Aging In Michigan - September 2020

Anatomy of a Will Contest

Legal Theories

The legal theories that might apply to a lawsuit contesting the validity of a will or trust are many, but almost always they include both “Lack of Capacity” and “Undue Influence.”

When a will or trust (or other legal document)  is challenged for lack of capacity, as the name suggests, the proofs must show that, at the moment the document was signed, the person signing it lacked the cognitive ability to reasonably understand the nature and effect of what they were doing.
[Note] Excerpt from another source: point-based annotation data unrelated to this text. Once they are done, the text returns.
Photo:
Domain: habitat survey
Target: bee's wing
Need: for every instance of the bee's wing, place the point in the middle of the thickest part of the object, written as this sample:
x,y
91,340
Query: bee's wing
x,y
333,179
Capacity cases often hinge on expert testimony, typically doctors who have reviewed the medical records and who then offer an opinion about the signer’s competence on the critical date.  But medical opinions aren’t required, and often the testimony of lay witnesses, neighbors for instance, who can relate stories about the behavior of the  signer at times contemporaneous with the event at issue, are just as compelling.

Undue Influence asserts that even if the person who signed the document could have understood what they were doing, the only reason they did so was because someone was able to assert control over them to the extent that they were unable to resist the pressure and acted in a manner designed to please this other person, and not on their own accord.

Michigan law distinguishes between “duress” which is physical coercion (the threat of violence, for instance), and undue influence which is coercion arising in the context of a relationship, such as when someone a vulnerable adult trusts or depends upon exploits that trust for their own benefit.

In a case in which forgery is alleged, the lawyers challenging the document would typically engage a handwriting expert to support the theory that the signature on the document  is not  that of the person whose name appears.


Once a lawsuit is started by the filing of a complaint or petition, the lawyers then engage in the process of collecting evidence, called discovery.  In this process, lawyers issue subpoenas, conduct depositions and use other discovery tools to determine what the facts are and what they can expect a trial to look like.

Through the discovery phase, lawyers begin to shape their case, and assess the relative strengths and weaknesses of each cause of action.


During the discovery phase, issues might arise that the lawyers want the judge to rule on.  These  issues are usually raised by the filing of “motions.”  A motion might be filed, for instance, because one side believes the other side is engaging in inappropriate discovery and wants the judge to tell them to stop.

A “dispositive motion” is a motion that seeks to have the judge rule that one party will prevail on some or all of the case without having a trial.  Lawyers often file such motions, and many cases are resolved that way.  Understandably, a judge will typically not rule on a dispositive motion until after discovery has been completed.


Almost all cases settle short of trial.  The reason for this is risk and cost.  Through the course of discovery, each side becomes educated on the strengths of the other party’s case, and the weaknesses in their own.  As a result, each side can calculate what the cost of trial court would be, and taking into account the possibility that they could lose, can figure out how much money they would take to settle the matter, and avoid the risk of losing at trial. Roughly speaking the value of the case is the chance you will win multiplied by the best possible outcome.. So, for instance, if a complete win would net your client $1,000,000, and there’s a 50% chance you will lose, the case is worth (and should settle at) around $500,000.

Cases that don’t settle, go to trial.

Is it Worth It?

Lawsuits and lawyers are expensive, and litigation is a financial decision. It only ever makes sense to litigate if you have a good chance of coming out ahead on the deal.  What’s more, while the lawyers might be enjoying themselves, the clients rarely do.  Litigation is stressful, time consuming, and tears families apart.  Anyone who considers engaging in a will or trust contest needs to decide whether the emotional and financial costs of litigation, and the time commitment involved, will be justified by the likely outcome.